You are never far from my thoughts, and I am excited beyond words at your beautiful words and images from India. Since you are there, you can't imagine the impact they are having.  Cassandra is doing a great job and Scott calls every day to make sure I am alive and well.

Everyone is talking about you and your trip.

So many good people are taking this journey with you,  you did good, your reports are powerful and beautiful. I know you are offline for a couple of days, but I imagine you will be blogging late Sunday if I read your schedule right.

I am grateful to be able to blog, you and I always seem to get our message out, one way or the other. I guess that makes me a blowhard.

I do miss you, expectedly and appropriately, and much of the time. With you gone, I am busy, all day. There is so much to do here. Tomorrow I water the plants, do a laundry, maybe sleep a little late. Cassandra is not coming on Sundays, it's her day off.  I cleaned up the chicken coop – yuk, it is spit-spot.

I will blog tomorrow. And I want to confess something, I am spending the night with another woman I love. She is Alison Krauss. Her new album, "Windy City," is her first solo album in 18 years and the critics are gushing all over it. I don't need the critics, I love everything she does, and we will spend a quiet night  together with my big earphones on,  two dogs at my feet, two barn cats dozing nearby, and a roaring fire.

I have not yet gotten to work on my book, I had to dig out of the blizzard,  bring the external drive to the repair place for the back-up. I hope it's all there, the drive was not functioning properly.
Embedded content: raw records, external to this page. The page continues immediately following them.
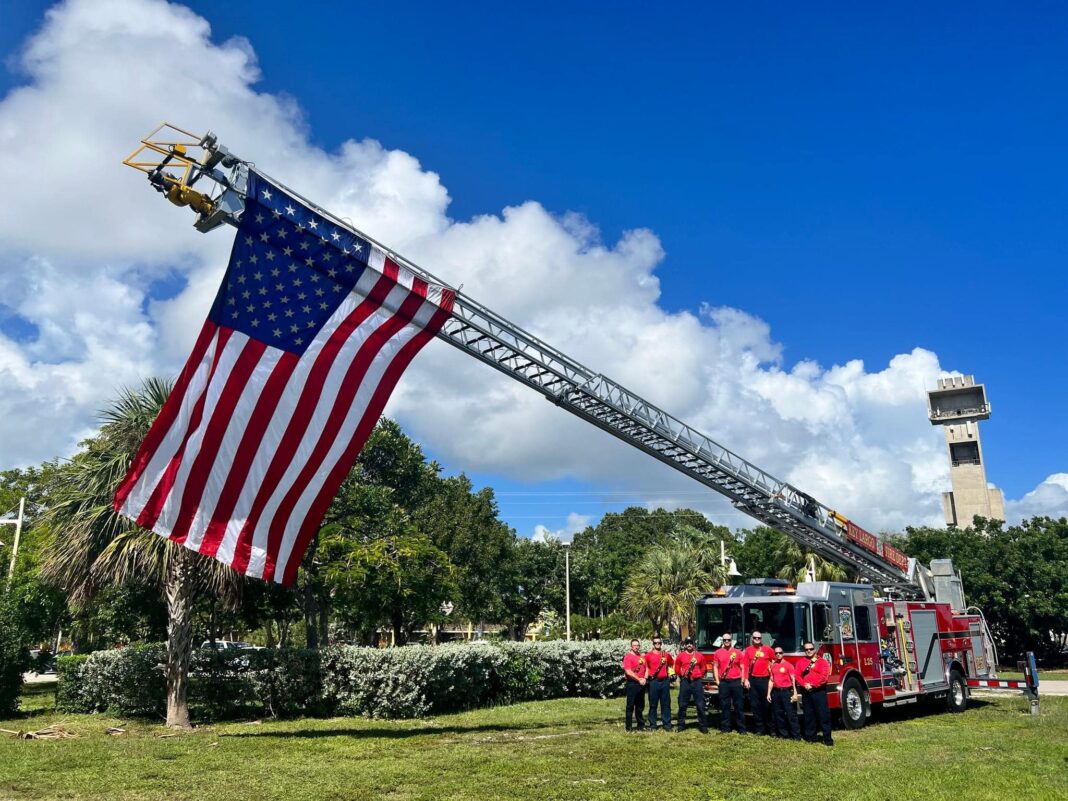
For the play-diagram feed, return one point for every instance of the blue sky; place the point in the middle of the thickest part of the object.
(865, 181)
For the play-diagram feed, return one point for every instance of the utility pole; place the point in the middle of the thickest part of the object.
(567, 589)
(18, 533)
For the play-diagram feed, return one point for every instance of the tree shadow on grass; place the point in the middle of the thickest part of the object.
(356, 732)
(923, 708)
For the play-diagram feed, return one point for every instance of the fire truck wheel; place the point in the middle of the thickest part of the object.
(854, 709)
(956, 700)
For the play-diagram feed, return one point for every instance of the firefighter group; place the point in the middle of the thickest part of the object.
(759, 671)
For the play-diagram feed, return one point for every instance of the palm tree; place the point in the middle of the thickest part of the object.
(94, 548)
(795, 563)
(665, 584)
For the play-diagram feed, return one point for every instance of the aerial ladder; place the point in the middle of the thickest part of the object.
(197, 171)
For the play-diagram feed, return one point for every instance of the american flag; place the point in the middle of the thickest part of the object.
(307, 339)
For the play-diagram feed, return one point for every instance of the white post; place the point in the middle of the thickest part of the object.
(567, 587)
(14, 549)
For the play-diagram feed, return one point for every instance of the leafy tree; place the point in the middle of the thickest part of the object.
(603, 555)
(664, 585)
(766, 552)
(535, 582)
(94, 548)
(397, 578)
(466, 525)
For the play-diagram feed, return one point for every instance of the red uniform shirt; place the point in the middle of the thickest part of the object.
(814, 673)
(758, 660)
(781, 675)
(729, 662)
(658, 662)
(635, 662)
(682, 664)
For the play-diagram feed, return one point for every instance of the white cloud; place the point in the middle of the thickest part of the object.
(1049, 499)
(83, 238)
(576, 522)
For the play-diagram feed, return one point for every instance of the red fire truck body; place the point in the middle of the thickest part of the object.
(880, 652)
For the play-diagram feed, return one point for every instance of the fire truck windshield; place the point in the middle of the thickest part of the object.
(782, 623)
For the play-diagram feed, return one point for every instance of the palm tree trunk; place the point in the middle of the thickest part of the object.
(179, 637)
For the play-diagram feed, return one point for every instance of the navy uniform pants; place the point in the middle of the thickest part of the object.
(635, 704)
(817, 715)
(660, 697)
(758, 704)
(732, 701)
(786, 716)
(691, 690)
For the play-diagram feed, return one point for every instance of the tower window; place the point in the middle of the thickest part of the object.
(964, 453)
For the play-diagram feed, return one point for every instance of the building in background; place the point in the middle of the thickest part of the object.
(958, 405)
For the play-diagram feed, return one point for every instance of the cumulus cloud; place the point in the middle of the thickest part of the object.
(83, 242)
(576, 522)
(1049, 499)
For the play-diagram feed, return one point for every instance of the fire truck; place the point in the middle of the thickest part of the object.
(900, 633)
(880, 652)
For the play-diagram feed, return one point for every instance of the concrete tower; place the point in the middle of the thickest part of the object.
(958, 405)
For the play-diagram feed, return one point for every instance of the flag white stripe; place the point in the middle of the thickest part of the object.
(228, 448)
(352, 419)
(139, 496)
(324, 406)
(283, 412)
(172, 504)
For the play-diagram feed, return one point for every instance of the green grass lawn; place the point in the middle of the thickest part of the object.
(1058, 674)
(568, 749)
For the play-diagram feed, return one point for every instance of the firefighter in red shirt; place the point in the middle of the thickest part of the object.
(633, 670)
(690, 669)
(758, 658)
(782, 693)
(728, 668)
(812, 676)
(657, 662)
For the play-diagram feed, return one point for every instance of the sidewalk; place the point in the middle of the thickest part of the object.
(1046, 688)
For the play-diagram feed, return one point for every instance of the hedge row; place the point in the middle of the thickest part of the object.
(411, 681)
(14, 659)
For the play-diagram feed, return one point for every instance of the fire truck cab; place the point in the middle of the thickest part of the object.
(880, 652)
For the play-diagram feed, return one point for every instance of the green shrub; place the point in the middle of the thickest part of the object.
(411, 681)
(14, 659)
(71, 690)
(127, 681)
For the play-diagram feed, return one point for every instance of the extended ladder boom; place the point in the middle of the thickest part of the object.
(483, 333)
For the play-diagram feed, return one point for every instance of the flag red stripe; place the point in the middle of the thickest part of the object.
(349, 386)
(269, 398)
(309, 399)
(151, 511)
(167, 415)
(192, 493)
(374, 410)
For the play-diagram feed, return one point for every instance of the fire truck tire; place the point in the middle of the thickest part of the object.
(854, 706)
(956, 700)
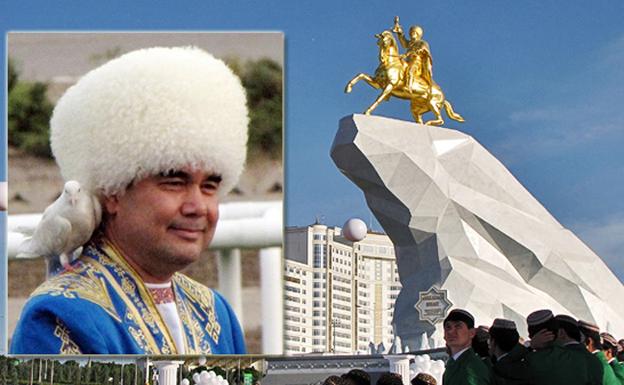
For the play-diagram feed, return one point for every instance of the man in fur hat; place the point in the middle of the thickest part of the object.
(158, 135)
(463, 367)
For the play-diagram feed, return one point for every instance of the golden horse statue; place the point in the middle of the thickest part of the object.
(391, 77)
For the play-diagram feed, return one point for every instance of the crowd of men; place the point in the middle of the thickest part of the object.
(560, 350)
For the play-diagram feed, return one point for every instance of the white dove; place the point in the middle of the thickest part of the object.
(65, 226)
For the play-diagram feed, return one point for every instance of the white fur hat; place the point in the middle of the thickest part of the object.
(151, 111)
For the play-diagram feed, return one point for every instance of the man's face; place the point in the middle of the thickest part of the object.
(163, 222)
(457, 335)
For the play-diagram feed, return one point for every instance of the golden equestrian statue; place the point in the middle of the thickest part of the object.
(407, 76)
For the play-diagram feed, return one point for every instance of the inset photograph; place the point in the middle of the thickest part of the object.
(145, 192)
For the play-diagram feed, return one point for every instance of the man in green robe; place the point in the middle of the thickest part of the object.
(569, 337)
(593, 344)
(463, 367)
(609, 347)
(510, 365)
(549, 362)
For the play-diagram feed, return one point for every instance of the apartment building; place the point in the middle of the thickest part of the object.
(339, 295)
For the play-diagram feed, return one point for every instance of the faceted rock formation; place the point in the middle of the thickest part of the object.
(460, 221)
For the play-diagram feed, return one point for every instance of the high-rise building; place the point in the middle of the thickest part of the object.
(339, 295)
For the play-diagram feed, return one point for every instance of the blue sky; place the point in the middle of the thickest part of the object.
(541, 85)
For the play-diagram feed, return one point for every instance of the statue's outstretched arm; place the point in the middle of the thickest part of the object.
(399, 31)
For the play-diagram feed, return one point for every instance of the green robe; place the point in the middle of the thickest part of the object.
(608, 377)
(557, 365)
(594, 366)
(468, 369)
(512, 369)
(618, 369)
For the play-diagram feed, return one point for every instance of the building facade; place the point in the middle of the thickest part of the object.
(338, 295)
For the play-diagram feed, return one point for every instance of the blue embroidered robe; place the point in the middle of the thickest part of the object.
(103, 307)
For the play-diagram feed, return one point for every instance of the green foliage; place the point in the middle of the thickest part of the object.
(11, 76)
(262, 80)
(29, 115)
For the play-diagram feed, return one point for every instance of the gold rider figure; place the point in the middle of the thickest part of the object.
(419, 62)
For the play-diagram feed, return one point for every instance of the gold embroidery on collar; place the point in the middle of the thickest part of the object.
(139, 316)
(203, 304)
(186, 319)
(144, 302)
(67, 345)
(80, 283)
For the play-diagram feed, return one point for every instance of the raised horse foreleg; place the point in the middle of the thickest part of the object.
(435, 108)
(384, 95)
(357, 78)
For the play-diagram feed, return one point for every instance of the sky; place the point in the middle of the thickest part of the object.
(540, 83)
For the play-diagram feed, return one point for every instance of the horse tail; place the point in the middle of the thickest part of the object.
(451, 113)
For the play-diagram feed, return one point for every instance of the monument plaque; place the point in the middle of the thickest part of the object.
(433, 305)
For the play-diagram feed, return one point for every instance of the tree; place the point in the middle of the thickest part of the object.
(262, 80)
(29, 112)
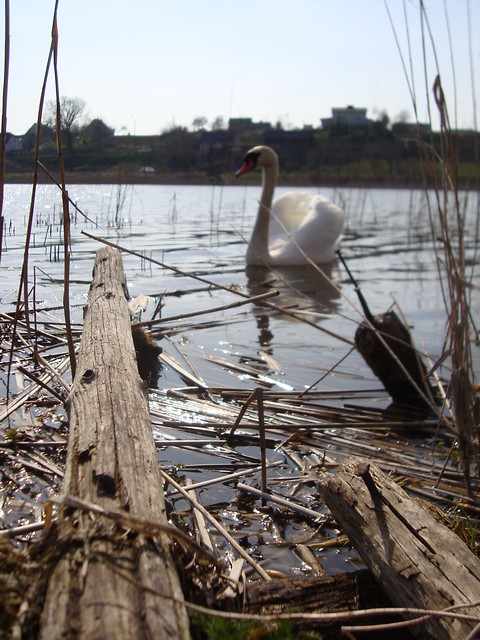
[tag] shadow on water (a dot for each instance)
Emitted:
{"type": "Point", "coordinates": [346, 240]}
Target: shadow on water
{"type": "Point", "coordinates": [303, 290]}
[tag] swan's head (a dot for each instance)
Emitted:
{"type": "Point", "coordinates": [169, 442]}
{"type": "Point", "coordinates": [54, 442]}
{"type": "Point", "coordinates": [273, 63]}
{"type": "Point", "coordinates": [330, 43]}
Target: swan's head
{"type": "Point", "coordinates": [257, 158]}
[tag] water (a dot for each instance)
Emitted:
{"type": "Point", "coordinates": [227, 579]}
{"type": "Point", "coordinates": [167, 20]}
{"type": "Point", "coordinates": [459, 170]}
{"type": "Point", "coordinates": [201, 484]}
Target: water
{"type": "Point", "coordinates": [203, 231]}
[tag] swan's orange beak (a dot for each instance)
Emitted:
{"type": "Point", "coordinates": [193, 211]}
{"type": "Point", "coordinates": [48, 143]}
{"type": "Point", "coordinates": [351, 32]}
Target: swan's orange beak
{"type": "Point", "coordinates": [248, 165]}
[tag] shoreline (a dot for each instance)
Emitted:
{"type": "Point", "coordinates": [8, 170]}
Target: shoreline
{"type": "Point", "coordinates": [195, 179]}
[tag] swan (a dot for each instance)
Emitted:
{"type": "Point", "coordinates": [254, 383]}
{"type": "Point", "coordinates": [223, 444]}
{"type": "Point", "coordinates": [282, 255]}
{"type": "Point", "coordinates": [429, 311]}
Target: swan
{"type": "Point", "coordinates": [314, 223]}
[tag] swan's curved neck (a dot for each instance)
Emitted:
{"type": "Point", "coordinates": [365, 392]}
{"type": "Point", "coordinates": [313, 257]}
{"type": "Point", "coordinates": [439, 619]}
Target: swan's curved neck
{"type": "Point", "coordinates": [257, 252]}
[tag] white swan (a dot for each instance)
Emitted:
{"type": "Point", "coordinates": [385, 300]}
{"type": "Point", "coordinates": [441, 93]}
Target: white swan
{"type": "Point", "coordinates": [314, 223]}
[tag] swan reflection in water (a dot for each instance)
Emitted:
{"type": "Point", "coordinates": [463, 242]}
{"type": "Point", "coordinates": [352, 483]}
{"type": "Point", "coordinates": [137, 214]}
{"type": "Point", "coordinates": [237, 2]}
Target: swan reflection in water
{"type": "Point", "coordinates": [305, 291]}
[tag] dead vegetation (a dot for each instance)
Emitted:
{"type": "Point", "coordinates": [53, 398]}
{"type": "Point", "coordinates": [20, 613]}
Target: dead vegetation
{"type": "Point", "coordinates": [258, 455]}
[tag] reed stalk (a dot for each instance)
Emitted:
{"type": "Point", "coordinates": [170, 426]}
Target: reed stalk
{"type": "Point", "coordinates": [4, 118]}
{"type": "Point", "coordinates": [440, 169]}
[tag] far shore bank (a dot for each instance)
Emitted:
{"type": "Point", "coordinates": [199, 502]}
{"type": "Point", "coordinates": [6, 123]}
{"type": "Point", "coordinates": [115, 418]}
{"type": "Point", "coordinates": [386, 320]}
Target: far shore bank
{"type": "Point", "coordinates": [197, 179]}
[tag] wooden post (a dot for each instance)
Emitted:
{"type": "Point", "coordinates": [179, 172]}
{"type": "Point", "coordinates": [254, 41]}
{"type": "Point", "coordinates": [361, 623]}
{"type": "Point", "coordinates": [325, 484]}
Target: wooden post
{"type": "Point", "coordinates": [417, 561]}
{"type": "Point", "coordinates": [108, 581]}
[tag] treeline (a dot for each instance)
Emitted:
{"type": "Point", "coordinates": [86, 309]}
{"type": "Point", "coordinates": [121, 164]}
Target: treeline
{"type": "Point", "coordinates": [370, 155]}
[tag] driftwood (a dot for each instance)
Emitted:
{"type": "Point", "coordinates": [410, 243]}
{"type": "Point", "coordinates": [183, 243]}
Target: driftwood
{"type": "Point", "coordinates": [111, 580]}
{"type": "Point", "coordinates": [324, 594]}
{"type": "Point", "coordinates": [396, 378]}
{"type": "Point", "coordinates": [418, 562]}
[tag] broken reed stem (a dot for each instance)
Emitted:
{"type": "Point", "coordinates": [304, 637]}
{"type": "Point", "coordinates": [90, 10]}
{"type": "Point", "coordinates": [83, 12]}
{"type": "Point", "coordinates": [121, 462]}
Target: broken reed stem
{"type": "Point", "coordinates": [309, 513]}
{"type": "Point", "coordinates": [23, 283]}
{"type": "Point", "coordinates": [261, 431]}
{"type": "Point", "coordinates": [200, 312]}
{"type": "Point", "coordinates": [217, 526]}
{"type": "Point", "coordinates": [227, 478]}
{"type": "Point", "coordinates": [462, 383]}
{"type": "Point", "coordinates": [66, 212]}
{"type": "Point", "coordinates": [343, 615]}
{"type": "Point", "coordinates": [4, 117]}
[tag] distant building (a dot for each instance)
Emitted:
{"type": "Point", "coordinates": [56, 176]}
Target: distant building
{"type": "Point", "coordinates": [289, 137]}
{"type": "Point", "coordinates": [349, 116]}
{"type": "Point", "coordinates": [246, 124]}
{"type": "Point", "coordinates": [411, 128]}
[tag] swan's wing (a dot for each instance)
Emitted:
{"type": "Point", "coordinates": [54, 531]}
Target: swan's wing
{"type": "Point", "coordinates": [290, 208]}
{"type": "Point", "coordinates": [317, 230]}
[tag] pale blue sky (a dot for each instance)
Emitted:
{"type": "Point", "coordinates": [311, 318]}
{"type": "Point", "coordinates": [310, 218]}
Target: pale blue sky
{"type": "Point", "coordinates": [143, 65]}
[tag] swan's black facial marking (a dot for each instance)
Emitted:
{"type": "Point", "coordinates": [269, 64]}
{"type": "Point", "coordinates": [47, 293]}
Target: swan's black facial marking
{"type": "Point", "coordinates": [249, 163]}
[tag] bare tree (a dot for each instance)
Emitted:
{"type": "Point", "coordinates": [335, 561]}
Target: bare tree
{"type": "Point", "coordinates": [71, 112]}
{"type": "Point", "coordinates": [218, 124]}
{"type": "Point", "coordinates": [199, 123]}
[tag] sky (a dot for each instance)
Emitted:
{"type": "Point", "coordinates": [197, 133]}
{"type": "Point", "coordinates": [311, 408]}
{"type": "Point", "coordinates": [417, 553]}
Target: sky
{"type": "Point", "coordinates": [144, 66]}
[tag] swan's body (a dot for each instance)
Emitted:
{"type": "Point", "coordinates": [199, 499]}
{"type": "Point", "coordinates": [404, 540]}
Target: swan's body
{"type": "Point", "coordinates": [311, 221]}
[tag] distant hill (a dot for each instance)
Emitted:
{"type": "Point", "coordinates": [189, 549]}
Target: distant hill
{"type": "Point", "coordinates": [340, 155]}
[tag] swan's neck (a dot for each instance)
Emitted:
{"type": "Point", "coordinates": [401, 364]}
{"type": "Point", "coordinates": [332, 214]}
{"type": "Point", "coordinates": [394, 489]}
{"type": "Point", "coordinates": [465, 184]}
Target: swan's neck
{"type": "Point", "coordinates": [257, 252]}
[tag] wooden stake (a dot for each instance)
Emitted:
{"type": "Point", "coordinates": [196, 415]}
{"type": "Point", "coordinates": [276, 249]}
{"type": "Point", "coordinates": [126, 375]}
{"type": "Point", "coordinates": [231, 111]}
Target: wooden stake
{"type": "Point", "coordinates": [104, 583]}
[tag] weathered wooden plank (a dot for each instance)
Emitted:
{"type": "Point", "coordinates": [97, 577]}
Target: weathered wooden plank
{"type": "Point", "coordinates": [110, 582]}
{"type": "Point", "coordinates": [418, 561]}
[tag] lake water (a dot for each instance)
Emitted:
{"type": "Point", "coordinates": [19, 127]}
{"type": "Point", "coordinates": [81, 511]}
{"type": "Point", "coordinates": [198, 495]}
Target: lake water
{"type": "Point", "coordinates": [203, 231]}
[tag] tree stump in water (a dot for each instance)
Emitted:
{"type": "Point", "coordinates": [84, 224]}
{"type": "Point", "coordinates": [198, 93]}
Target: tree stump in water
{"type": "Point", "coordinates": [417, 561]}
{"type": "Point", "coordinates": [386, 367]}
{"type": "Point", "coordinates": [111, 581]}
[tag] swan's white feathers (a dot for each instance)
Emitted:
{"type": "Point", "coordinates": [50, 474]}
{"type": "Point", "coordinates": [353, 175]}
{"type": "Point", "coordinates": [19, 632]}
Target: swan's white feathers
{"type": "Point", "coordinates": [314, 223]}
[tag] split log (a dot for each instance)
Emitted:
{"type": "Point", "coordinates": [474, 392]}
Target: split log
{"type": "Point", "coordinates": [110, 581]}
{"type": "Point", "coordinates": [418, 561]}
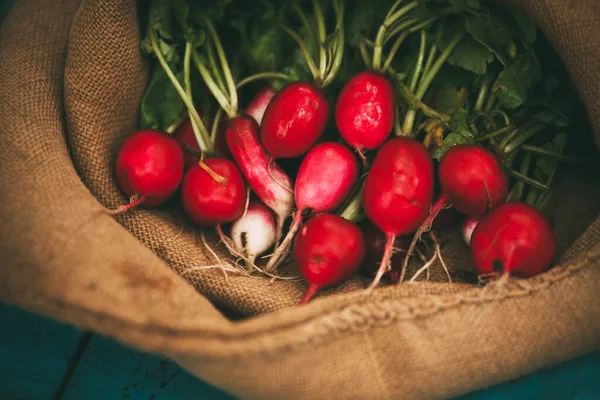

Eeeek!

People are, as usual, sending me odd messages pointing out that there is a cloud, and that computers can be backed up. As always, and as someone who has been writing online for more than 30 years, I wonder why anyone would think I don't know that.

I think people just want to do good, which is nice, and I ought not forget it.

But I think I must appear clueless sometimes. And I am clueless sometimes, when I look back on my life, you have often pointed this out to me.

But I am clear about you, my best move in life. Eight days until I see you again. I love and admire you more and more each day, can love like this just grow and grow? So far yes.

I hope you are having the wonderful experience you deserve. Talk to you soon.